Der erwähnte Kurt Schwertsik, 1935 in Wien geboren und gelernter Hornist, gehört zu den originellsten österreichischen Komponisten seiner Generation. Mit Friedrich Cerha gründete er das Ensemble die reihe, das sich, jedenfalls vor der Gründung des Österreichischen Ensembles für Neue Musik und des Klangforums Wien, wie kein zweites in Österreich um die zeitgenössische Musik verdient gemacht hat. Schwertsiks Werk ist vielfältig. Mit dem im selben Jahr geborenen und schon 2006 gestorbenen Otto M. Zykan und dem acht Jahre jüngeren HK Gruber verbindet ihn eine Vorliebe für spielerischen Witz in der Musik. Neben Instrumentalkompositionen, darunter Konzerten für ganz unterschiedliche Instrumente von der Violine über die Posaune bis zur Pauke und zum Alphorn, hat er rund ein Dutzend Bühnenwerke, darunter eine Oper nach Rainer Werner Fassbinders Katzelmacher, sowie Lieder, unter anderem in der Kunstsprache Starckdeutsch des Dichters Matthias Koeppel, geschrieben.
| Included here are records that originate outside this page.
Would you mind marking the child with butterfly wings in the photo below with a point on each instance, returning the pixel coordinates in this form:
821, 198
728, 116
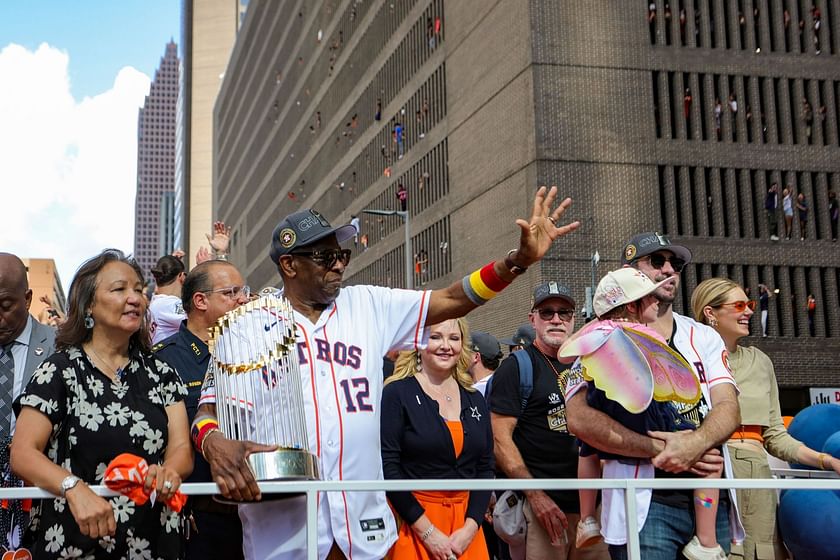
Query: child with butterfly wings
631, 373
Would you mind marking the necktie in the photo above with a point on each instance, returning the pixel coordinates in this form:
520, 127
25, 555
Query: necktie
7, 384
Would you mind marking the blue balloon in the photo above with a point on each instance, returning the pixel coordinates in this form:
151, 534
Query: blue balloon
832, 445
814, 425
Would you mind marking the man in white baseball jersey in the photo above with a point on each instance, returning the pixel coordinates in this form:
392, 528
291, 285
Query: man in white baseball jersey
342, 336
666, 521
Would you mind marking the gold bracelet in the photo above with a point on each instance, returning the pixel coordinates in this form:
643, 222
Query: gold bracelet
204, 440
427, 533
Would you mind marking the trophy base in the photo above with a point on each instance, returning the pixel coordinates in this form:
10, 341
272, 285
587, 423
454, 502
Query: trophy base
280, 464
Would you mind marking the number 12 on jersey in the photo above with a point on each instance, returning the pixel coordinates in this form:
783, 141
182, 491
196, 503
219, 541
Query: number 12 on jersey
356, 396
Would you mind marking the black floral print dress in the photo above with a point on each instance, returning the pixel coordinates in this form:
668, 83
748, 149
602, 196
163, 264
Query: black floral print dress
95, 419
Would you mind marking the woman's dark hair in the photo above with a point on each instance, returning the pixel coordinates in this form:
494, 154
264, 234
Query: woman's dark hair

Jetzt sind, interpretiert von der japanischen Pianistin Aya Klebahn, Die Klavierwerke, sämtliche Werke für Solopiano von Kurt Schwertsik, auf einer CD [unter dem Titel Die Klaviewerke] des zu einem traditionsreichen Schallplattengeschäft in der Wiener Innenstadt gehörenden kleinen Labels Gramola erschienen, das in den zwanziger Jahren des vergangenen Jahrhunderts aus einem tschechisch-britischen Label hervorgegangen ist.
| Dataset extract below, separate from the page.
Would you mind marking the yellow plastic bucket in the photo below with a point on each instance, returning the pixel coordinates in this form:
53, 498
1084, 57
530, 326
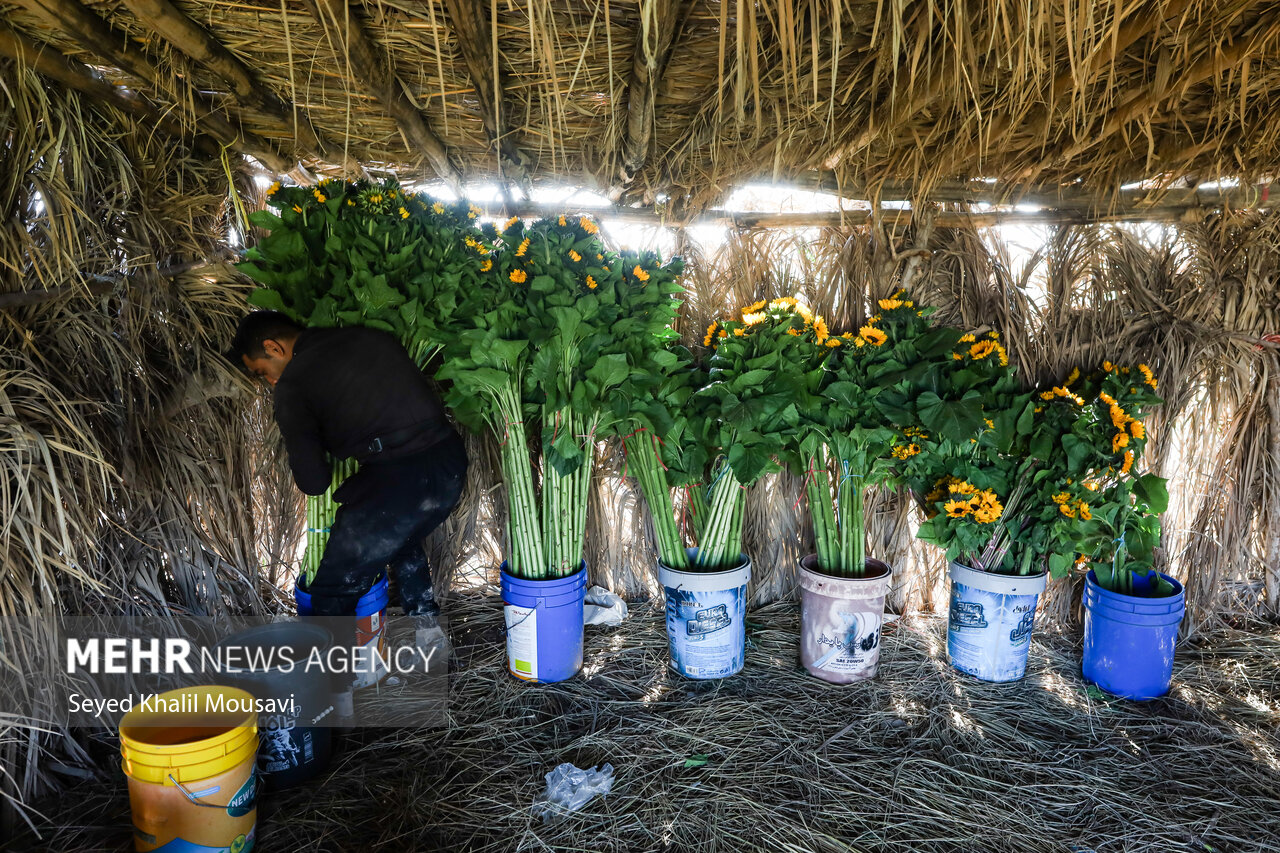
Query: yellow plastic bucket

Aya Klebahn spielt mit hörbarer Einfühlung, als handelte es sich um Musik der Romantik. Dann wiederum beginnt sie eine Fuge im Geist von Bach, um auf halbem Weg in groteske Pointierung zu wechseln. Das entspricht den verschiedenartigen Kompositionen, die bei aller Modernität Reverenz an die Musikgeschichte erweisen und nicht leugnen, was sie ihr zu verdanken haben. Die undogmatische Vielfalt von Schwertsiks Querverweisen bezeugen die Namen, denen der Komponist die 14 Teile seines zentralen Zyklus, der zwischen 1969 und 2015 entstandenen Albumblätter, widmet. Sie reichen von H. C. Artmann bis Dennis Russell Davies, von dem Kollegen Paul Kont bis zu dem Choreographen Jochen Ulrich. Vollends in die Romantik zurückversetzt wähnt man sich bei der Miniature, die Schwertsik seiner Frau und lebenslangen künstlerischen Partnerin Christa, der Mutter von Julia und Katharina Stemberger, zugeeignet hat.
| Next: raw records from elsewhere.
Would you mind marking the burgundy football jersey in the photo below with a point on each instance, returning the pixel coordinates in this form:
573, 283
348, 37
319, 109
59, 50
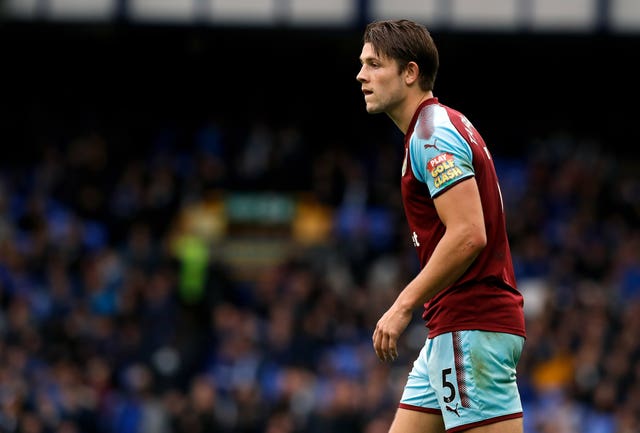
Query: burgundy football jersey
443, 148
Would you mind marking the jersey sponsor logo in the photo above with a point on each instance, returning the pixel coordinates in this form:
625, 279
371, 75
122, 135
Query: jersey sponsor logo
443, 169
Das letzte Stück der CD Eden-Bar, Seefeld ist zugleich das erste Soloklavierstück und das Opus 6 des Komponisten, 1961 entstanden. Es dokumentiert die seriellen Gehversuche im Schatten von Darmstadt und Stockhausen und beglaubigt, dass es nicht Unfähigkeit, sondern eine bewusste Entscheidung war, was Schwertsik zur Tonalität zurückkehren ließ.

Kurt Schwertsik wirkt mit seinem schelmischen Blick und seinem freundlichen Lächeln wie ein Fremdkörper in unserer Zeit der Selbstinszenierung und des Buhlens um Aufmerksamkeit. Das hört man der Musik des „Wiener Kasperls“ auch an. Sehr zu ihrem Vorteil.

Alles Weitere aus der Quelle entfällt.